Zu erörtern bleibt damit nur, ob nicht der Bezug der Familienbeihilfe durch die Mutter des Beklagten dessen Unterhaltsanspruch mindert, wie es das Berufungsgericht mit dem Hinweis auf die bei seiner Entscheidung noch offene Frage der Verfassungskonformität des § 12a FLAG für möglich hielt. Diese Rechtsfrage ist jedoch trotz der mittlerweile erfolgten Aufhebung der Wortfolge "und mindert nicht dessen Unterhaltsanspruch" in § 12a FLAG durch das Erkenntnis des Verfassungsgerichtshofs vom 19. 6. 2002, G 7/02 ua (veröffentlicht in JBl 2002, 781), im konkreten Fall nicht entscheidungsrelevant. Richtig ist, dass nach dem zitierten VfGH-Erkenntnis die steuerliche Entlastung desjenigen, der Unterhaltsleistungen für ein nicht seinem Haushalt angehöriges Kind zu erbringen hat und selbst keine Familienbeihilfe bezieht, auch dadurch erfolgen kann (und erforderlichenfalls zu erfolgen hat), dass die dem betreuenden Elternteil zufließende Familienbeihilfe den Unterhaltsanspruch des Kindes (im Ausmaß der ausgebliebenen Steuerentlastung) mindert. Es kann insoweit auf die dazu bereits ergangene Judikatur des OGH verwiesen werden (7 Ob 175/02i; 1 Ob 79/02b; 4 Ob 52/02d ua). Die Anwendung dieser Judikaturgrundsätze zeigt jedoch, dass im konkreten Fall gar kein Bedarf für eine (zusätzliche) Entlastung des Klägers durch die Anrechung der Familienbeihilfe (oder sonstiger Transferleistungen) besteht.

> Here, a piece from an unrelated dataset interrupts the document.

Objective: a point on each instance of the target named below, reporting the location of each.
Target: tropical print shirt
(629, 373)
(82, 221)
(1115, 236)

Nach der Sachlage (es kann in diesem Punkt sogar auf die Ergebnisse der Arbeitnehmerveranlagung für das Jahr 2000 zurückgegriffen werden) unterliegt das vom Kläger bezogene Einkommen dem Grenzsteuersatz von 31 %. Folgt man den Vorgaben der zitierten Judikatur müssen demnach von den Unterhaltsleistungen des Klägers jährlich S 8.550,-- (Euro 621,35) steuerlich unbelastet bleiben (5.700,-- mal 12 = 68.400,-- geteilt durch 2 = 34.200,--; davon 25 % sind 8.550,--). Zieht man davon den Unterhaltsabsetzbetrag nach § 33 Abs 4 Z 3 lit b EStG von monatlich S 350,-- (jetzt Euro 25,50), jährlich also S 4.200,-- (jetzt Euro 306,--) ab, blieben für den über Transferleistungen herzustellenden Ausgleich S 4.350,-- jährlich bzw S 362,50 monatlich. Ein solcher Ausgleich ist jedoch nur notwendig, soweit er nicht über das Steuerrecht hergestellt werden kann. Letzteres - die Möglichkeit einer ausreichenden steuerlichen Entlastung des Unterhaltspflichtigen - trifft auf den gegenständlichen Fall zu.

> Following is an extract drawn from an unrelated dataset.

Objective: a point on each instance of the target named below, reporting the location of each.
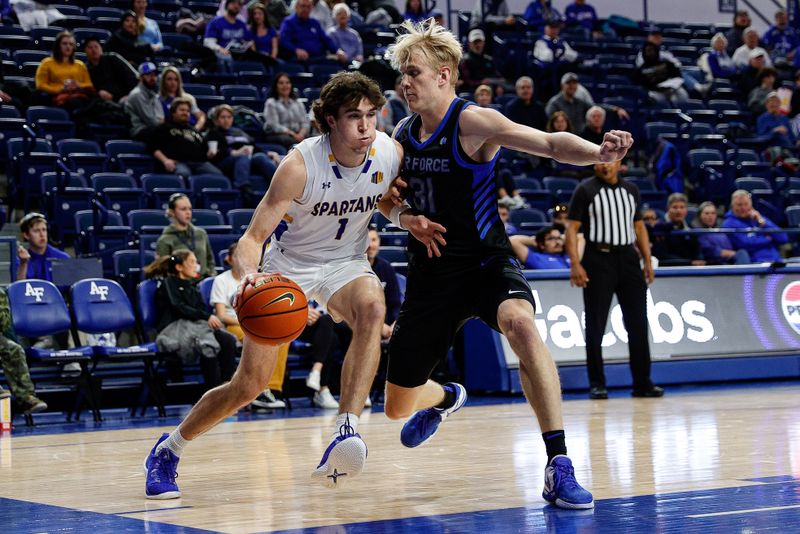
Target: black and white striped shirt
(606, 212)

Nach § 20 Abs 1 Z 1 EStG dürfen zwar die für den Unterhalt von Familienangehörigen aufgewendeten Beträge bei den einzelnen Einkünften des Steuerpflichtigen nicht abgezogen werden, doch sind hievon nach § 34 Abs 6 leg cit Mehraufwendungen des Steuerpflichtigen für Personen ausgenommen, für die gemäß § 8 Abs 4 FLAG erhöhte Familienbeihilfe gewährt wird, soweit sie die Summe der pflegebedingten Geldleistungen (Pflegegeld, Pflegezulage, Blindengeld oder Blindenzulage) übersteigen. Derartige Aufwendungen können ohne Berücksichtigung eines Selbstbehalts als außergewöhnliche Belastungen vom Einkommen des Steuerpflichtigen abgezogen werden. Im gegenständlichen Fall liegen diese Voraussetzungen in Ansehung jenes Unterhaltsbeitrages vor, den der Kläger über den sich nach der Prozentsatzmethode ergebenden Betrag von S 3.500,-- monatlich hinaus leisten muss, weil ihm ja dieser zusätzliche Beitrag (monatlich S 2.200,--) nur wegen eines vom Pflegegeld des Beklagten nicht gedeckten Mehraufwands abverlangt wird. Auch die zweite Voraussetzung der nach § 34 Abs 6 EStG abzugsfähigen außergewöhnlichen Belastung - der Bezug der erhöhten Familienbeihilfe für den Beklagten - ist erfüllt. Demnach kann der Kläger unter der Annahme eines Grenzsteuersatzes von 31 % durch die ihm abverlangten Unterhaltsleistungen eine steuerliche Entlastung von jährlich S 8.184,-- (S 2.200,-- mal 12 = 26.400,--; davon 31 %) und bei einem Grenzsteuersatz von 21 % jährlich S 5.544,-- (21 % von 26.400,--) erreichen.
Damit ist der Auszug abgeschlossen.